Region Stockholm issued a Skr30m (€2.9m) bond to fund a programme to encourage healthy lifestyles among 925 pre-diabetic people, to reduce the number who develop type 2 diabetes. The investor, Skandia, will make money if the project works and lose money if it fails.

The instrument will not spread as fast as green bonds. It is much more complex and demands more of all parties. Both issuer and investor have to understand the range of potential outcomes of a real world problem, assign probabilities to them and price them.

It is unlikely to suit national governments, because it is too fiddly and granular: they can simply issue huge bonds.

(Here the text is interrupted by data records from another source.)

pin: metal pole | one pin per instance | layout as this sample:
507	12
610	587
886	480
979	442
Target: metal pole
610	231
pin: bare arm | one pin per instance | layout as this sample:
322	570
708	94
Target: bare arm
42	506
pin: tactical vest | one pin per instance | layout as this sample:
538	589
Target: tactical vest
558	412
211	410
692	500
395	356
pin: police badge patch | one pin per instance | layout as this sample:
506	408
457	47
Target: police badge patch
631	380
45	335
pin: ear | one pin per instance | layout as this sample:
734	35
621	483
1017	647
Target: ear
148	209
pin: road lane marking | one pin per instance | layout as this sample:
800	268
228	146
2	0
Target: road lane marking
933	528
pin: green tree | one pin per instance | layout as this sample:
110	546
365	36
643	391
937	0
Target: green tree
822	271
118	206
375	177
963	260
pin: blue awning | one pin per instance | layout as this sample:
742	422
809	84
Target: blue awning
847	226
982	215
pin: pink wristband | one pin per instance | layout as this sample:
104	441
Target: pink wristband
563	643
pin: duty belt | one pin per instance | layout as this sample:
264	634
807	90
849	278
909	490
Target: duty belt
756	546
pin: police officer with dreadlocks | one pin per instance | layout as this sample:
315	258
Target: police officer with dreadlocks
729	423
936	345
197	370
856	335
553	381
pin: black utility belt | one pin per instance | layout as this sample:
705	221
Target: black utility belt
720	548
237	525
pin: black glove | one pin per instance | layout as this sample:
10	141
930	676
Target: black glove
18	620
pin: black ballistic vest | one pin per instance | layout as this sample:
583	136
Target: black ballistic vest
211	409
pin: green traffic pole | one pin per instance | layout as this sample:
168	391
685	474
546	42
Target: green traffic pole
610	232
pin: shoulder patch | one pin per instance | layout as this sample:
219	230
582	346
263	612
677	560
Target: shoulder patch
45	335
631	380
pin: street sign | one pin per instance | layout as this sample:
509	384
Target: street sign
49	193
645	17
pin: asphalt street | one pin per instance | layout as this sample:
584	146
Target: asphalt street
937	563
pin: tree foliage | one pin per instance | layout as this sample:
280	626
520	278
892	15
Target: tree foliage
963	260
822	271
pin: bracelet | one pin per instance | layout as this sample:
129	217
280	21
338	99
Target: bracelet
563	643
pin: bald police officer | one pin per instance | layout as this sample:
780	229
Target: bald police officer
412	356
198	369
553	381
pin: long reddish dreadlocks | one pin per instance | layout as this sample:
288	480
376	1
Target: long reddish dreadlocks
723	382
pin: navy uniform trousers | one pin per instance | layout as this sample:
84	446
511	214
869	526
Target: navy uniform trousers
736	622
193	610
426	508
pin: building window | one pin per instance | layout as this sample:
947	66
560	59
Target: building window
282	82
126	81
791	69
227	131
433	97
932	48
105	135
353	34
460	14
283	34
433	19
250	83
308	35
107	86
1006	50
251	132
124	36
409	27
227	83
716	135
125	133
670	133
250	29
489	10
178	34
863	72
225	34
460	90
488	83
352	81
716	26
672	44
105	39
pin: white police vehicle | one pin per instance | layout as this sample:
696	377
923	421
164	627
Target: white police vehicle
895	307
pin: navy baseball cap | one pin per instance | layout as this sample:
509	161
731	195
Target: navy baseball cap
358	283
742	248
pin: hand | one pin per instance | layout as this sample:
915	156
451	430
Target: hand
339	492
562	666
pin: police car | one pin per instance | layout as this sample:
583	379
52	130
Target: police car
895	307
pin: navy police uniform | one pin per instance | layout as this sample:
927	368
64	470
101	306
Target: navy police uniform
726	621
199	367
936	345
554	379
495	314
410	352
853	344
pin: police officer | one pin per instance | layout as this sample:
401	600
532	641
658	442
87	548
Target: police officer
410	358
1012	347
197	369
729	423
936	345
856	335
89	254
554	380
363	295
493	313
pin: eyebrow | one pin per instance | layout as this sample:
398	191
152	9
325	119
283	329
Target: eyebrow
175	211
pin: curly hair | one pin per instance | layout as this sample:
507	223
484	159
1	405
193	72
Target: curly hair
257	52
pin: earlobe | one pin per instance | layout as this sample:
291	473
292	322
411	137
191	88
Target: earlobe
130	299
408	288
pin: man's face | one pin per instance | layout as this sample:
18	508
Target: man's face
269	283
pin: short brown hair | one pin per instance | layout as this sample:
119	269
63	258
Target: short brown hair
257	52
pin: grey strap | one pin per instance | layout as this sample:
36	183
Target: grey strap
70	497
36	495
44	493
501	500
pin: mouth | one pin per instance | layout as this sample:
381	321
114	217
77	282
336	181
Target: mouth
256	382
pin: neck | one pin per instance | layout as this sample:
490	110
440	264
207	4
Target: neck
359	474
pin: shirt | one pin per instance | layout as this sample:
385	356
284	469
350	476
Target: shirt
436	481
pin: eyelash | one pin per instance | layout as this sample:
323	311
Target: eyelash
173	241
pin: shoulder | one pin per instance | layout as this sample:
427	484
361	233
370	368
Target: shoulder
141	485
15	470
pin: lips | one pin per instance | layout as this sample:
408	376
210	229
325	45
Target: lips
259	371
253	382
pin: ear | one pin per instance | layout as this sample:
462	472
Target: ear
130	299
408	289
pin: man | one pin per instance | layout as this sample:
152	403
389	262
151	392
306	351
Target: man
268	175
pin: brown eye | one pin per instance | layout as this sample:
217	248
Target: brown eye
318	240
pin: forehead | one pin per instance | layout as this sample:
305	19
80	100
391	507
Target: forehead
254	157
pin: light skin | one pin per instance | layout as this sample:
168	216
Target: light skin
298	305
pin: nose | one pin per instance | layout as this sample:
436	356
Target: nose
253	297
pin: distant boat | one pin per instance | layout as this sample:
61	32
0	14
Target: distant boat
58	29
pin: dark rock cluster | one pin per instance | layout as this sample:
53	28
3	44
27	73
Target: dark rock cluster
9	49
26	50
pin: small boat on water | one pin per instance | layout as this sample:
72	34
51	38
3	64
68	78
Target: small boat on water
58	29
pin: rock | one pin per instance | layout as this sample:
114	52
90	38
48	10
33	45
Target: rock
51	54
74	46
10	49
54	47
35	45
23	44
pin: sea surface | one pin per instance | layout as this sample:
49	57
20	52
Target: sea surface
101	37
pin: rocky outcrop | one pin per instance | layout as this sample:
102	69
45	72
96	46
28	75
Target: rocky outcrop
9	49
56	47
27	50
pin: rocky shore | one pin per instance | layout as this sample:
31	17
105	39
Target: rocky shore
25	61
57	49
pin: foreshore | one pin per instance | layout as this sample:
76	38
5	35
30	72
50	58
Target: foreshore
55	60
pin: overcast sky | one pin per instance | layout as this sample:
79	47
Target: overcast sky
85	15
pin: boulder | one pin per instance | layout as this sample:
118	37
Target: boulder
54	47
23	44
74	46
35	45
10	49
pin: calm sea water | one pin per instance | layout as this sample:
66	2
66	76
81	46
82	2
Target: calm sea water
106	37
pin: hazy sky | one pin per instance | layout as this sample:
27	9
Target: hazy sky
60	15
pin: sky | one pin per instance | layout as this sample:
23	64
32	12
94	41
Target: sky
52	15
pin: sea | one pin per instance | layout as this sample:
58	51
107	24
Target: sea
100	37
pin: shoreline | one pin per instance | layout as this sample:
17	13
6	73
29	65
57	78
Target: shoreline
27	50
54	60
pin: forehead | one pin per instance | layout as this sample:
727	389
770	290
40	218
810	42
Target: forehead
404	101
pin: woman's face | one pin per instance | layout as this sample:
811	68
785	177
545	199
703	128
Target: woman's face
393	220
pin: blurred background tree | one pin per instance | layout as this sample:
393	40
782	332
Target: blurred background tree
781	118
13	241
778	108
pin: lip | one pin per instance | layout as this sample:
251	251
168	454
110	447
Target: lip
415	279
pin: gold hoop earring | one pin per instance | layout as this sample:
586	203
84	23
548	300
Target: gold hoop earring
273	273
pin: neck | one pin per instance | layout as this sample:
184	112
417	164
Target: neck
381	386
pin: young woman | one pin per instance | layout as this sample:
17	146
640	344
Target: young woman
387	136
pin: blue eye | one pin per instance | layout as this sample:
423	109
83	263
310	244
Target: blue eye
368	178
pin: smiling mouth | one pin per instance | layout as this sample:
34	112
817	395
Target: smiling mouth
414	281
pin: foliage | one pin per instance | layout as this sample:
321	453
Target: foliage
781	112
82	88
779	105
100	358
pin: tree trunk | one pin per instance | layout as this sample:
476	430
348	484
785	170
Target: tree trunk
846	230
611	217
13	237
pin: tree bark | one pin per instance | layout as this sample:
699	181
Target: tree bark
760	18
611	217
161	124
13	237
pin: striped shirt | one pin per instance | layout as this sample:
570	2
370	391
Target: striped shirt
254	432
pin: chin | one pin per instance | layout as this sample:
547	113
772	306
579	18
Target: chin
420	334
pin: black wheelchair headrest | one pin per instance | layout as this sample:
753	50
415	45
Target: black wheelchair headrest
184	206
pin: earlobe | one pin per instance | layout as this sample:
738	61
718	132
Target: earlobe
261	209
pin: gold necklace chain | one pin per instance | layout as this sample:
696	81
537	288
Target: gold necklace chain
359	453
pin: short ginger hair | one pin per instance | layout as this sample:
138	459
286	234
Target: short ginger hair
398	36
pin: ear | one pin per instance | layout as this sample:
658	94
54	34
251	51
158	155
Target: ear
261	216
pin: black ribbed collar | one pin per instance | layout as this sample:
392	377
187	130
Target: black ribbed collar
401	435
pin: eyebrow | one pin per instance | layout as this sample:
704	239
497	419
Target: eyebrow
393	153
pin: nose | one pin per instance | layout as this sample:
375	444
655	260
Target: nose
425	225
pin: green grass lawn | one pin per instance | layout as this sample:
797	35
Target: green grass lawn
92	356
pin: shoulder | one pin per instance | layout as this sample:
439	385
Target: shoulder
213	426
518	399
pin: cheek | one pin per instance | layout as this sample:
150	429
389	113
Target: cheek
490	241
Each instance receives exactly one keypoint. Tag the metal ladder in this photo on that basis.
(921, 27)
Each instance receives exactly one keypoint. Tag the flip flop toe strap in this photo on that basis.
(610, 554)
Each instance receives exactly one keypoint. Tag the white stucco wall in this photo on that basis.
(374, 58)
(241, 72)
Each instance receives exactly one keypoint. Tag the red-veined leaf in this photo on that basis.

It also will not be for banks, including supranationals and agencies: they make loans, rather than conducting their own projects.

Local government and parts of the corporate sector are where this could work — and already does in the US. These organisations are trying to achieve things with limited resources. If an action arises that is too risky or expensive for them to do with normal budgets, but might work impressively, sharing the upside and downside with outside investors makes sense.

There must be many caveats: anything in which investors can make a return linked to social welfare raises ethical questions. But if these are handled carefully, these bonds can be a useful tool for financing creative experiments.